Monday, 31 March 2014

Update Strategy Transformation in Informatica

Active and Connected Transformation
Till now, we have only inserted rows in our target tables. What if we want to update, delete or reject rows coming from source based on some condition?
Example: If Address of a CUSTOMER changes, we can update the old address or keep both old and new address. One row is for old and one for new. This way we maintain the historical data.
Update Strategy is used with Lookup Transformation. In DWH, we create a Lookup on target table to determine whether a row already exists or not.
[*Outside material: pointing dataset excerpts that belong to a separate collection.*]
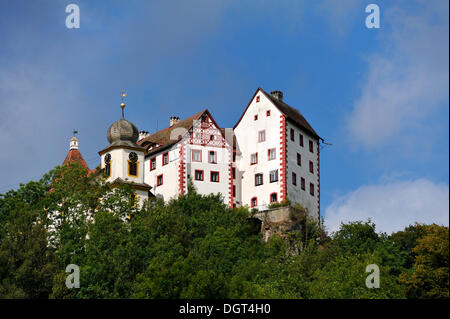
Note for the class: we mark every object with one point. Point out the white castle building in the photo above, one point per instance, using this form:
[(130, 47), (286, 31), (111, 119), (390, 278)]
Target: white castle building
[(272, 153)]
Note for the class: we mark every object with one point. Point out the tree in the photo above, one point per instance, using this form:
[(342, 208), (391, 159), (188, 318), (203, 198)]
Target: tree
[(430, 278)]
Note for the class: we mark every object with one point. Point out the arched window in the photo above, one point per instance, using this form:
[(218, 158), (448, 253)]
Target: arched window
[(108, 169), (273, 198), (132, 168), (254, 202)]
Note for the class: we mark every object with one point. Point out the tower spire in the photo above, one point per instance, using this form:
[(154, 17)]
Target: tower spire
[(74, 141), (122, 105)]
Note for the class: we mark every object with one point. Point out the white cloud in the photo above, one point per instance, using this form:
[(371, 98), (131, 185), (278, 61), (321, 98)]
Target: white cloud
[(407, 79), (392, 206)]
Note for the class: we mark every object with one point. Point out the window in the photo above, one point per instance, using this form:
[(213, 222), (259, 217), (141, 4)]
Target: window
[(261, 136), (212, 157), (214, 176), (258, 179), (198, 175), (254, 159), (133, 200), (108, 169), (273, 176), (159, 180), (273, 198), (271, 154), (165, 158), (132, 168), (153, 163), (196, 155)]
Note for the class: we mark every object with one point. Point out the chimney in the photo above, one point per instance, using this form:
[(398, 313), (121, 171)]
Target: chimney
[(143, 134), (174, 120), (277, 94)]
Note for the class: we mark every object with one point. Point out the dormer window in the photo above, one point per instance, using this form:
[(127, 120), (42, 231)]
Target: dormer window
[(212, 157), (153, 163), (133, 164), (261, 136), (132, 169), (254, 159)]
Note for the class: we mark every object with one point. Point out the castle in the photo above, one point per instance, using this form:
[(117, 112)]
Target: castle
[(272, 153)]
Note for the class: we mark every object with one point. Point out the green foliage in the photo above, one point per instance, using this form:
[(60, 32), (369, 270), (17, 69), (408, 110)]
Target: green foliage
[(430, 277), (196, 247)]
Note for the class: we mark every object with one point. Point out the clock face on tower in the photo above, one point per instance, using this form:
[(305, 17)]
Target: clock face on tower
[(133, 157)]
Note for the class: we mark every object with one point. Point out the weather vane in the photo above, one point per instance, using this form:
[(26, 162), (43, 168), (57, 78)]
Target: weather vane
[(122, 105)]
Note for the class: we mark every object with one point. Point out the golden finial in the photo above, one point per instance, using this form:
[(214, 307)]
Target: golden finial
[(122, 105)]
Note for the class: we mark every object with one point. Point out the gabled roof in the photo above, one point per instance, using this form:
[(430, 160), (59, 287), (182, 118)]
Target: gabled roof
[(288, 111), (143, 186), (162, 138), (74, 155)]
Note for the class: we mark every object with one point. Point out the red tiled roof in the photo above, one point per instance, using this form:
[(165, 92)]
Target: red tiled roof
[(74, 155), (162, 138), (288, 111)]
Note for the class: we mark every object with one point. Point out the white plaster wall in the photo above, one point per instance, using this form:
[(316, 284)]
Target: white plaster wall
[(294, 192), (247, 138), (119, 165), (169, 188), (222, 166)]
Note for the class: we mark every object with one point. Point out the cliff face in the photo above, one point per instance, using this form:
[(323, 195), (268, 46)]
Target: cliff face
[(286, 222)]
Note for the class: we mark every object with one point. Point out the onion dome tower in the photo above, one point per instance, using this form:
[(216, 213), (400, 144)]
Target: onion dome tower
[(74, 154), (123, 160)]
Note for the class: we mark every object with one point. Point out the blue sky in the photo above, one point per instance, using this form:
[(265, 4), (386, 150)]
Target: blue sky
[(380, 96)]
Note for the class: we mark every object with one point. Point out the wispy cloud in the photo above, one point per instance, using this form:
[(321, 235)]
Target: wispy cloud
[(407, 80), (392, 206)]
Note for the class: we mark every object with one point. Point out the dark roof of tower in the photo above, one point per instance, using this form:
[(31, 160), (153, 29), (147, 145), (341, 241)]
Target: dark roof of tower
[(288, 111), (73, 156), (162, 139)]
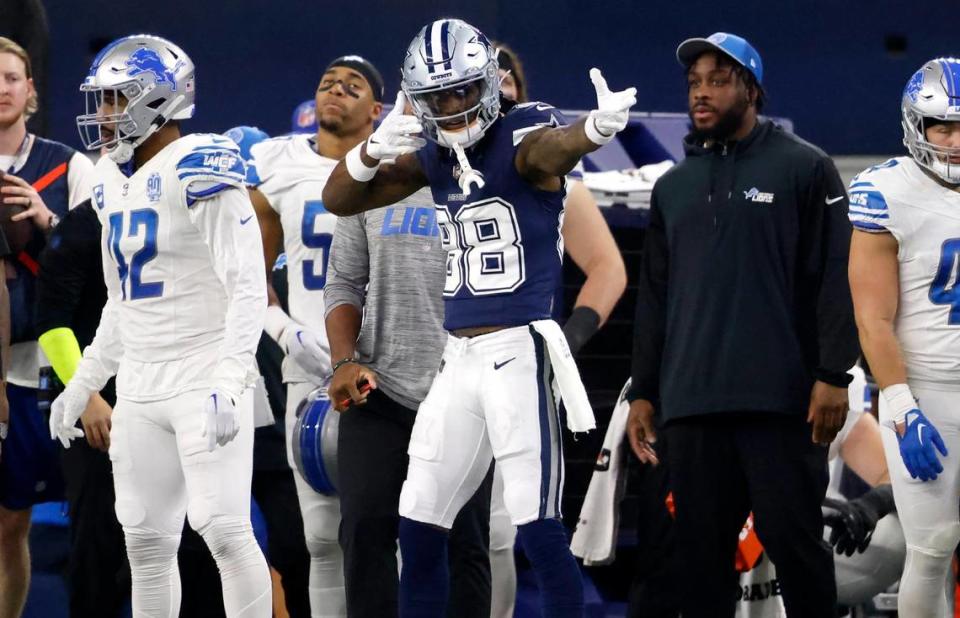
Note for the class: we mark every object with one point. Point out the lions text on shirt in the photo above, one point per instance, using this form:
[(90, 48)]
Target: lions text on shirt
[(924, 216)]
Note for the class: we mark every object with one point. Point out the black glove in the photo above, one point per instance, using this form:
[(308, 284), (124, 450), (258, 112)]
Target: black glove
[(852, 523), (582, 324)]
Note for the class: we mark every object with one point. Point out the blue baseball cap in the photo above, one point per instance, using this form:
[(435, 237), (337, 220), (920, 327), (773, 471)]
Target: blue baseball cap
[(733, 46)]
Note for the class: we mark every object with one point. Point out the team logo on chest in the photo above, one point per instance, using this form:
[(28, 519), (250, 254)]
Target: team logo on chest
[(153, 187)]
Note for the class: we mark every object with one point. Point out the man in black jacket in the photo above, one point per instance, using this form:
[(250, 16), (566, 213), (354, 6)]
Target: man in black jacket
[(744, 334), (70, 297)]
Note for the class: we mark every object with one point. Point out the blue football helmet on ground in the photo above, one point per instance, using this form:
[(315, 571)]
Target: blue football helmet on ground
[(449, 58), (315, 442), (153, 76), (933, 93), (245, 137)]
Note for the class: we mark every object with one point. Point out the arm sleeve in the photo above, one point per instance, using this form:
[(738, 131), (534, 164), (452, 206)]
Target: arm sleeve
[(237, 255), (650, 324), (348, 269), (102, 357), (836, 328), (79, 173)]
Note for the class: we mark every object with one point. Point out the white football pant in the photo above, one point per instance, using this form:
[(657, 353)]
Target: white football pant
[(163, 471)]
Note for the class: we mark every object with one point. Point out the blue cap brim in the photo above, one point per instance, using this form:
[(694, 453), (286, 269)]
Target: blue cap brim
[(690, 50)]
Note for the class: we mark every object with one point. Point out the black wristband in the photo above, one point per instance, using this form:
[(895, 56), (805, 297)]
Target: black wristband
[(880, 499), (582, 324), (341, 362)]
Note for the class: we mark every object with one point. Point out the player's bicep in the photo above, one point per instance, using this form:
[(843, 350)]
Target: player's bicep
[(874, 272), (396, 181)]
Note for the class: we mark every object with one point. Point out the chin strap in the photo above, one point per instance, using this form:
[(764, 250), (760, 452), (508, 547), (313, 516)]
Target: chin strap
[(468, 175)]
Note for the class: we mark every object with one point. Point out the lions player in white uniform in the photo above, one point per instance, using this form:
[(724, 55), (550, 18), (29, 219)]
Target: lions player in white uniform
[(287, 175), (903, 275), (185, 309)]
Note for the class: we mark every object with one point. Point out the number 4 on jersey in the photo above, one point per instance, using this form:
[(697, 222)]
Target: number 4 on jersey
[(944, 290)]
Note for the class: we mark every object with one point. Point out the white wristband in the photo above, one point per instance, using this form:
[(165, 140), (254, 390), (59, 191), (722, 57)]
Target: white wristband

Then we insert, update, delete or reject the source record as per business need.
In Power Center, we set the update strategy at two different levels:
1.      Within a session
2.    Within a Mapping
1. Update Strategy within a session:
When we configure a session, we can instruct the IS to either treat all rows in the same way or use instructions coded into the session mapping to flag rows for different database operations.
Session Configuration:
Edit Session -> Properties -> Treat Source Rows as: (Insert, Update, Delete, and Data Driven). Insert is default. Specifying Operations for Individual Target Tables:
[clip_image002[4].jpg]
You can set the following update strategy options:
Insert: Select this option to insert a row into a target table.
Delete: Select this option to delete a row from a table.
Update: We have the following options in this situation:
  •  Update as Update. Update each row flagged for update if it exists in the target table.
  •  Update as Insert. Inset each row flagged for update.
  •  Update else Insert. Update the row if it exists. Otherwise, insert it.
Truncate table: Select this option to truncate the target table before loading data.
2. Flagging Rows within a Mapping
Within a mapping, we use the Update Strategy transformation to flag rows for insert, delete, update, or reject.
Operation
Constant
Numeric Value
INSERT
DD_INSERT
0
UPDATE
DD_UPDATE
1
DELETE
DD_DELETE
2
REJECT
DD_REJECT
3
Update Strategy Expressions:
Frequently, the update strategy expression uses the IIF or DECODE function from the transformation language to test each row to see if it meets a particular condition.
IIF( ( ENTRY_DATE > APPLY_DATE), DD_REJECT, DD_UPDATE )
Or
IIF( ( ENTRY_DATE > APPLY_DATE), 3, 2 )
  • The above expression is written in Properties Tab of Update Strategy T/f.
  • DD means DATA DRIVEN
Forwarding Rejected Rows:
We can configure the Update Strategy transformation to either pass rejected rows to the next transformation or drop them.
Steps:
1.      Create Update Strategy Transformation
2.    Pass all ports needed to it.
3.    Set the Expression in Properties Tab.
4.    Connect to other transformations or target.
Performance tuning:
1.      Use Update Strategy transformation as less as possible in the mapping.
2.    Do not use update strategy transformation if we just want to insert into target table, instead use direct mapping, direct filtering etc.
3.    For updating or deleting rows from the target table we can use Update Strategy transformation itself.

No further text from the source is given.